Author: Jackson Barkstrom

Team: Jackson Barkstrom, Rohan Dalvi, Alex Miao, Eric Liu

Motivation: we're looking at user patterns to find out the answer to the question, "What's the probability that a user viewed this hotel given that they viewed that hotel?" Our final dataframe answers this question with a matrix displaying this probability (note: this matrix is not based on time, and we don't know what happened before and what happened after). 

In [313]:
import pandas as pd
import numpy as np

In [314]:
# exploratory data analysis was pretty much already done for us
# see https://drive.google.com/open?id=15Mpsa6-dQ2K9sNtIenR8Gdq29DCYWk6r

In [423]:
hotels = pd.read_csv("./hotel_data.csv")
activity = pd.read_csv("./activity_data.csv")

In [None]:
# delete hotel values that are less common (we won't be recommending them)

threshold = 2000
value_counts = activity['hotel_id'].value_counts() # Specific column 
to_remove = value_counts[value_counts <= threshold].index

activity_clean = activity['hotel_id'].replace(to_remove, np.nan).dropna()

array = activity_clean['user_id'].unique()
n = len(array);
h = len(activity_clean['hotel_id'].unique())

matrix = np.zeros((h,n)); 
df = pd.DataFrame(matrix, columns = array)
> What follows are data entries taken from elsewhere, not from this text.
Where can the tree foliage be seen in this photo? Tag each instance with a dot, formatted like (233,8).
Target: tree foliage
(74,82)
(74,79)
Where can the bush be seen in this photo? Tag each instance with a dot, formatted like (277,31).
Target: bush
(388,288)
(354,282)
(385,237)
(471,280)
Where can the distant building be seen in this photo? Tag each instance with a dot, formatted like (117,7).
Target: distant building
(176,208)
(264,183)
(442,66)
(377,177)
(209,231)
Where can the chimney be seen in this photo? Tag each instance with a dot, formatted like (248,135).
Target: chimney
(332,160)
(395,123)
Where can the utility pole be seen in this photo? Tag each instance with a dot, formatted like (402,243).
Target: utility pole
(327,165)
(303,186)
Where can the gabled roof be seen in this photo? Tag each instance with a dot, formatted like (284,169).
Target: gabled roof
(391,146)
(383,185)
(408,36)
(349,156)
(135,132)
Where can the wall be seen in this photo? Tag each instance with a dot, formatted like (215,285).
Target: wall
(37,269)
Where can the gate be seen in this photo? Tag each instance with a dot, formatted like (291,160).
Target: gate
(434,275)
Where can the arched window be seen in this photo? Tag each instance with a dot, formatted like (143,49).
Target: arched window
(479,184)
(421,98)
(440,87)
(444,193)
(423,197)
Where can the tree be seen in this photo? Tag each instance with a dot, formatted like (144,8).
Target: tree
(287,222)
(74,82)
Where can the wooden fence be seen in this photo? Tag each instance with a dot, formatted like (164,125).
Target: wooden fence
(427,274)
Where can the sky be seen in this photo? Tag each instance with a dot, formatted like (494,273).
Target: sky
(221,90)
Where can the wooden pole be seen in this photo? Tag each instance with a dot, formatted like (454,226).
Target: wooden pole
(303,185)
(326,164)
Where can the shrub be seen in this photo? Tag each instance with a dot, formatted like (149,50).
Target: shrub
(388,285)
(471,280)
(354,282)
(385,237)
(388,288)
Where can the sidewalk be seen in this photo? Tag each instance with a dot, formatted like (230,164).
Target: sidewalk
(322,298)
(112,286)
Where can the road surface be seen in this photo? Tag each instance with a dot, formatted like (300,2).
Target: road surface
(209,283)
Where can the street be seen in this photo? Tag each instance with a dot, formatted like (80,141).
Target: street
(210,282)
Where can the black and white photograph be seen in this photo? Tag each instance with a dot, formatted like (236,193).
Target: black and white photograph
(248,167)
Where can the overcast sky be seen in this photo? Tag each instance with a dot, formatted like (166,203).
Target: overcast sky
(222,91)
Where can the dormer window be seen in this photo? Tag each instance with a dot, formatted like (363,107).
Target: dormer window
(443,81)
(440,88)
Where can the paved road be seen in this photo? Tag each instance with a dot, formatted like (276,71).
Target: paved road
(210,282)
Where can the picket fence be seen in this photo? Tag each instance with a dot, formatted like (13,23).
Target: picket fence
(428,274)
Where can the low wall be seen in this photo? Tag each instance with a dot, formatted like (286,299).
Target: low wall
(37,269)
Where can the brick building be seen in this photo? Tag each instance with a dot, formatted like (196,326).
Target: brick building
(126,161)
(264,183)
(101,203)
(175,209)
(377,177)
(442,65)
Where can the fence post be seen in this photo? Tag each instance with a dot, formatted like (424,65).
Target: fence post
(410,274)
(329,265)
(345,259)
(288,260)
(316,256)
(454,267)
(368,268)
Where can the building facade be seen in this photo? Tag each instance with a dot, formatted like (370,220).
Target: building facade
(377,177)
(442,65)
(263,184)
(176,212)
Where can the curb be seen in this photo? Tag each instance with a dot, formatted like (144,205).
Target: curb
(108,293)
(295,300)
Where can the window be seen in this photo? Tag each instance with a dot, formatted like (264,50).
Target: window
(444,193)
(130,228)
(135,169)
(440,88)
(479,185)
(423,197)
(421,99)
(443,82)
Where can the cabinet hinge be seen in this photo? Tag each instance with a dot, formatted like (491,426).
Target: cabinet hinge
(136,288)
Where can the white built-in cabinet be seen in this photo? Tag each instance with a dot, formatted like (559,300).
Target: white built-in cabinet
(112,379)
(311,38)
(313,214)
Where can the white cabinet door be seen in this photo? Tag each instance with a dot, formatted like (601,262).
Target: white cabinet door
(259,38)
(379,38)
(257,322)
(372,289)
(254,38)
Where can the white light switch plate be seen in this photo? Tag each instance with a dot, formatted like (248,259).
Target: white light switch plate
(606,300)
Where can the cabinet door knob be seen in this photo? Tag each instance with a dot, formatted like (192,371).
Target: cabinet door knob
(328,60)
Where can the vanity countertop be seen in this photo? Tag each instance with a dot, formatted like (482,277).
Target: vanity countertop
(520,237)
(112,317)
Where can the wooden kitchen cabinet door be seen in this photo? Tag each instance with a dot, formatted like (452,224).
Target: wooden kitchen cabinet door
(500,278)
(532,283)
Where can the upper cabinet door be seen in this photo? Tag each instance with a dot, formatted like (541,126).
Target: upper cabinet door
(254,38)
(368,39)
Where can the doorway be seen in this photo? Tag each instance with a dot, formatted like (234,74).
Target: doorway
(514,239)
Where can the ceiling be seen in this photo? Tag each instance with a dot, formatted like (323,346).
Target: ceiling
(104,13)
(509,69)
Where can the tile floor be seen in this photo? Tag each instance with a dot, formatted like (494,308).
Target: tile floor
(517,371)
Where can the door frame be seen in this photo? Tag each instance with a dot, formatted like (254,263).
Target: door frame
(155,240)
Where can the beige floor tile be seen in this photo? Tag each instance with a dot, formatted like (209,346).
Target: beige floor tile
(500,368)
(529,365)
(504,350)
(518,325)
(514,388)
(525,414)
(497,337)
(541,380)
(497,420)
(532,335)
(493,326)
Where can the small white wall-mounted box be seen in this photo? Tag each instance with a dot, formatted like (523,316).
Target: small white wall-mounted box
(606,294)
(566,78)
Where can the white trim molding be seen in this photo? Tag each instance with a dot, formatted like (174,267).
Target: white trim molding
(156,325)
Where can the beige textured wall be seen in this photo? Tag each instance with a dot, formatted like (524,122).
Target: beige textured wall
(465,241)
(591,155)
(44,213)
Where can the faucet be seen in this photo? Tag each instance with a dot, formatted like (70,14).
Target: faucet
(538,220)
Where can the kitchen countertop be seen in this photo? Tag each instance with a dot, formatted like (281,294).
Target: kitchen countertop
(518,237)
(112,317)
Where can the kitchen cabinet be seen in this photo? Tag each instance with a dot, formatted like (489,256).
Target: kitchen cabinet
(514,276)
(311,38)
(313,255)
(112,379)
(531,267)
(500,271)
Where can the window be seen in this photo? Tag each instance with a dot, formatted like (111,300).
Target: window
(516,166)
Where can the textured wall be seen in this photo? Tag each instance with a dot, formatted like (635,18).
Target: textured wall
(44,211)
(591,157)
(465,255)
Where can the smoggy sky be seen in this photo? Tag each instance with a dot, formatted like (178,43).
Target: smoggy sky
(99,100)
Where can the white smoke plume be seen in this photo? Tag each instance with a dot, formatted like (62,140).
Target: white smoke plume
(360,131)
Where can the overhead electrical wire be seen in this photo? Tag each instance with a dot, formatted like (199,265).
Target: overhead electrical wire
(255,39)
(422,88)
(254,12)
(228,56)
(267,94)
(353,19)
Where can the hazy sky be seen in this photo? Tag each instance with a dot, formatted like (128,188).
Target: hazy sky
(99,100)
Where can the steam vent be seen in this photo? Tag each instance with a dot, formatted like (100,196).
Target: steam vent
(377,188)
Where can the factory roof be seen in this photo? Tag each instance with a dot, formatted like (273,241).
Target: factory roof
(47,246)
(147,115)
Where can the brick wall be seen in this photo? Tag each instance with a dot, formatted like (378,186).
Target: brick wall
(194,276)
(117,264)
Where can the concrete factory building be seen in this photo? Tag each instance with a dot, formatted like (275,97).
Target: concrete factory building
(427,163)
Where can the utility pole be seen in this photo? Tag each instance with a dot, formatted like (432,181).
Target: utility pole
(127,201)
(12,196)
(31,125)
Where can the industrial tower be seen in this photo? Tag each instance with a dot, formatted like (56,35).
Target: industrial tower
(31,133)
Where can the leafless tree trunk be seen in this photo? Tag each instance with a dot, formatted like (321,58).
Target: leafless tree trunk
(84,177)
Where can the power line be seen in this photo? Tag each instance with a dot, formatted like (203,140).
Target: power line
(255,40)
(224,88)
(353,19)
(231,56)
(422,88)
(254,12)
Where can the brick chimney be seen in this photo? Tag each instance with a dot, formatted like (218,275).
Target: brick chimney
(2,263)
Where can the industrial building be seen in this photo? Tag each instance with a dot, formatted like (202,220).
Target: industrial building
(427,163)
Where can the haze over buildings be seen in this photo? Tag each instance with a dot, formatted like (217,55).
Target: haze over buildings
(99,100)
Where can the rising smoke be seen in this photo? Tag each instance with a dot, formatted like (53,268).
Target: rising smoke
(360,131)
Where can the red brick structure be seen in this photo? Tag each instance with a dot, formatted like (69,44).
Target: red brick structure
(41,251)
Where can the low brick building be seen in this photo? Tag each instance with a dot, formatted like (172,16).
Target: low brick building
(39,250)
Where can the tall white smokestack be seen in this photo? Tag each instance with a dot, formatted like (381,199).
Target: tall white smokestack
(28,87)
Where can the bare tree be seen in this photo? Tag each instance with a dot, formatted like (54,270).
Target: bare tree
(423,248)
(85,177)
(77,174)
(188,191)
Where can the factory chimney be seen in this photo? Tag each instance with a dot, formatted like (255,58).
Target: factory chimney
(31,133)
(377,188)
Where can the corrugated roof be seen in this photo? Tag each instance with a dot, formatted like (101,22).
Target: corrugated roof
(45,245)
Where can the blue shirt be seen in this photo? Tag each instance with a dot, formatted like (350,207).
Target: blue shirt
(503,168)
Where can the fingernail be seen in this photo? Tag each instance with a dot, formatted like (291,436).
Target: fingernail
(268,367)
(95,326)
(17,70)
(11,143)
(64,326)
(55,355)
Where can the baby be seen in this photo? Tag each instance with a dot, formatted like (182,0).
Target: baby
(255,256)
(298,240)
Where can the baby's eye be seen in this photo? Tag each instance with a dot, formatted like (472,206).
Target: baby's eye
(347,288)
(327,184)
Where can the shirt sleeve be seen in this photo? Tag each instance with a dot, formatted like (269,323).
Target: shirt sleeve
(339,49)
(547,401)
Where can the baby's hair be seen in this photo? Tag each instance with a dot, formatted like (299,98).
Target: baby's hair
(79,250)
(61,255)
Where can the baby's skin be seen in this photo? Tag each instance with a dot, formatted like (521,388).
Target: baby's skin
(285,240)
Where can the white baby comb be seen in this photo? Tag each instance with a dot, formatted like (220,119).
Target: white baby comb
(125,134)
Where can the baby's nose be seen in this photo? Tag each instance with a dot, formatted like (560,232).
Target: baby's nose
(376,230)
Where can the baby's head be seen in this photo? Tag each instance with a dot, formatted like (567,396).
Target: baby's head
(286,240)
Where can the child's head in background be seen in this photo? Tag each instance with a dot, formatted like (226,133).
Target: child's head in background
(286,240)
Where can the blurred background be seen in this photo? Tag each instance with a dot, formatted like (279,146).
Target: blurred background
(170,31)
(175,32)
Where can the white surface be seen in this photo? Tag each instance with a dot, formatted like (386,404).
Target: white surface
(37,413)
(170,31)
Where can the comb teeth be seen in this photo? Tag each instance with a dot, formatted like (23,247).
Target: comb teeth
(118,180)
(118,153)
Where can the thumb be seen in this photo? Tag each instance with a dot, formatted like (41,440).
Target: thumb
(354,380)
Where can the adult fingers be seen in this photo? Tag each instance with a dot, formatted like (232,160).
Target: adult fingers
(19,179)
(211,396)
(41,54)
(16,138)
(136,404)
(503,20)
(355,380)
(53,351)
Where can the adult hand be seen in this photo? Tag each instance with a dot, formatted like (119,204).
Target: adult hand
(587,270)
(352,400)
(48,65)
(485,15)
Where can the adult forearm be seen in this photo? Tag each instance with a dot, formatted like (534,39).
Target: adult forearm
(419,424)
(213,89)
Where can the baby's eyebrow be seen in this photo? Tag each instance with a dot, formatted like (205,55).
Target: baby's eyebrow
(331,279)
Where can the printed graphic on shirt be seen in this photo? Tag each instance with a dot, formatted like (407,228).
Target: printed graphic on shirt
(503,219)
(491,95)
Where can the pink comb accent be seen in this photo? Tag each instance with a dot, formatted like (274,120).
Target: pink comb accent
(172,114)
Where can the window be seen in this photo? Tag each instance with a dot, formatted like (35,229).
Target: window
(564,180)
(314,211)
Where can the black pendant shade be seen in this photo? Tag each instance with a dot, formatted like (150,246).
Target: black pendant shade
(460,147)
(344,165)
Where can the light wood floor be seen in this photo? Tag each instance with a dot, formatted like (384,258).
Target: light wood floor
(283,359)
df.index = activity_clean['hotel_id'].unique()

# create matrix with people and what hotels they viewed

for hotel_id in activity_clean['hotel_id'].unique():
    data = activity_clean.loc[activity_clean['hotel_id'] == hotel_id]['user_id'].values
    for i in range(len(data)):
        df.loc[hotel_id, data[i]] = 1

df = df.transpose()

# export matrix with people as index and hotels they viewed as column

df.to_pickle('./person_data.csv')

# then tack on this dataframe to our original data

result_by_person = pd.merge(activity, df, left_on = 'user_id', right_index = True, how = 'left')

# then tack on this dataframe to our original data

hotel_groupings = result_by_person.dropna().drop(['user_id', 'user_country', 'device', 'user_action'], axis=1)

# then group by mean -- we can see what hotels people are likely to go to after viewing one hotel
# obviously this will have a 1 in the column where we have the same hotel
# data looks very good overall -- some very high correlations, I saw a couple .2's

final_hotel_data = hotel_groupings.groupby(['hotel_id']).mean()

final_hotel_data.to_pickle('./hotels.pkl')